Date Published: April 24, 2019
Publisher: Public Library of Science
Author(s): Tom E. Robertson, Mehdi Nouraie, Shulin Qin, Kristina A. Crothers, Cathy J. Kessinger, Deborah McMahon, Divay Chandra, Lawrence A. Kingsley, Ruth M. Greenblatt, Laurence Huang, Meghan E. Fitzpatrick, Alison Morris, James West.
Ambulatory function predicts morbidity and mortality and may be influenced by cardiopulmonary dysfunction. Persons living with HIV (PLWH) suffer from a high prevalence of cardiac and pulmonary comorbidities that may contribute to higher risk of ambulatory dysfunction as measured by 6-minute walk test distance (6-MWD). We investigated the effect of HIV on 6-MWD.
PLWH and HIV-uninfected individuals were enrolled from 2 clinical centers and completed a 6-MWD, spirometry, diffusing capacity for carbon monoxide (DLCO) and St. George’s Respiratory Questionnaire (SGRQ). Results of 6-MWD were compared between PLWH and uninfected individuals after adjusting for confounders. Multivariable linear regression analysis was used to determine predictors of 6-MWD.
Mean 6-MWD in PLWH was 431 meters versus 462 in 130 HIV-uninfected individuals (p = 0.0001). Older age, lower forced expiratory volume (FEV1)% or lower forced vital capacity (FVC)%, and smoking were significant predictors of decreased 6-MWD in PLWH, but not HIV-uninfected individuals. Lower DLCO% and higher SGRQ were associated with lower 6-MWD in both groups. In a combined model, HIV status remained an independent predictor of decreased 6-MWD (Mean difference = -19.9 meters, p = 0.005).
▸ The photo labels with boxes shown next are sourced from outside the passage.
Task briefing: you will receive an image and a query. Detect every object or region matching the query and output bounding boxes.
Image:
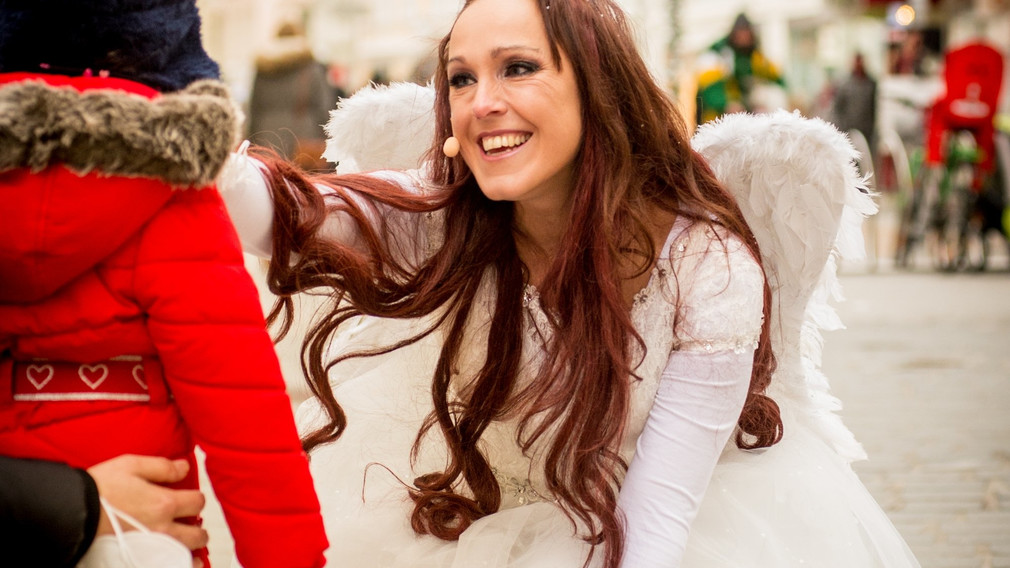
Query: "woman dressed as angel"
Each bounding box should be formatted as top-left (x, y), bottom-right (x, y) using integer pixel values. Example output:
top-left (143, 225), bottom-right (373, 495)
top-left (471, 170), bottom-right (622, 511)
top-left (221, 0), bottom-right (918, 568)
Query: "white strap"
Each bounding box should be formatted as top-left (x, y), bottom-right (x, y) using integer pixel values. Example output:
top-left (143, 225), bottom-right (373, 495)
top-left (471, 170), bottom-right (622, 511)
top-left (99, 497), bottom-right (150, 568)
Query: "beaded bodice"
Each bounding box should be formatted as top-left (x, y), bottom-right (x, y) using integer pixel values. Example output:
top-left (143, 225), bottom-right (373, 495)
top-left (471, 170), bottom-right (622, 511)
top-left (461, 221), bottom-right (762, 508)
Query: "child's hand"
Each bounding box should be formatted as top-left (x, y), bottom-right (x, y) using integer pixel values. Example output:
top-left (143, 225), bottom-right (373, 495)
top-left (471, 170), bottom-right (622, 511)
top-left (88, 455), bottom-right (208, 549)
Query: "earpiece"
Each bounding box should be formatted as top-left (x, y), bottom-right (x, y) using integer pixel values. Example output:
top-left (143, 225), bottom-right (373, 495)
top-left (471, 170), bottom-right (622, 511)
top-left (442, 136), bottom-right (460, 158)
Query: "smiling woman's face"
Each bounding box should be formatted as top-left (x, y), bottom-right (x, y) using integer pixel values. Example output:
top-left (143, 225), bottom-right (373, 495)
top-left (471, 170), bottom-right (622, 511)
top-left (446, 0), bottom-right (582, 209)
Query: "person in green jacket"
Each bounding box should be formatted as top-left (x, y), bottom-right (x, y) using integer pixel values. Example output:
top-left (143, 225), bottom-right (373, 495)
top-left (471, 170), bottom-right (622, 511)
top-left (696, 13), bottom-right (786, 124)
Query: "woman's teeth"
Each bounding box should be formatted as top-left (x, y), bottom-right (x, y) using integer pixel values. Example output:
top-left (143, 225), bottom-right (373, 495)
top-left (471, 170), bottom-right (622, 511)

HIV infection was associated with decreased ambulatory function. Airflow limitation and impaired diffusion capacity can partially explain this effect. Subjective assessments of respiratory symptoms may identify individuals at risk for impaired physical function who may benefit from early intervention.
Half of persons living with HIV (PLWH) living in the United States are over 50 years old  and are increasingly affected by age-associated and chronic comorbid conditions [2, 3]. HIV infection is similarly associated with increased frailty, as well as declines in lung and cardiovascular health  that have potential impact on physical function. In one large study of United States male veterans, decline in scale-based self-reported physical function per year was greater in PLWH than HIV-uninfected individuals, and chronic pulmonary disease appeared to uniquely modify this effect . While there have been a host of studies assessing chronic pulmonary disease and aberrant pulmonary physiology in PLWH [6–8], there has been limited research specifically assessing cardiopulmonary functional capacity, highlighting the lack of insight into the clinical determinants of declining physical function in this high-risk group . Additionally, in heterogenous populations of PLWH, the relationships among demographic and clinical variables and measures of physical function are relatively unexplored .
We evaluated the relationships of HIV status, demographic and clinical variables, standardized respiratory questionnaires, and pulmonary function with 6-MWD in a cohort of PLWH and HIV-uninfected individuals. Although the majority of the cohort was virally-suppressed, HIV infection had an independent association with decreased 6-MWD, with average 6-MWD for PLWH approximately 20 meters less than for HIV-uninfected individuals when adjusted for covariates. We found that severity of airflow limitation and diffusing capacity impairment were independent predictors of decreased 6-MWD in PLWH, with only diffusing impairment being associated with 6-MWD in HIV-uninfected individuals. Worse SGRQ predicted shorter 6-MWD in both groups. HIV-associated variables such as CD4 cell count and ART use were not associated with 6-MWD.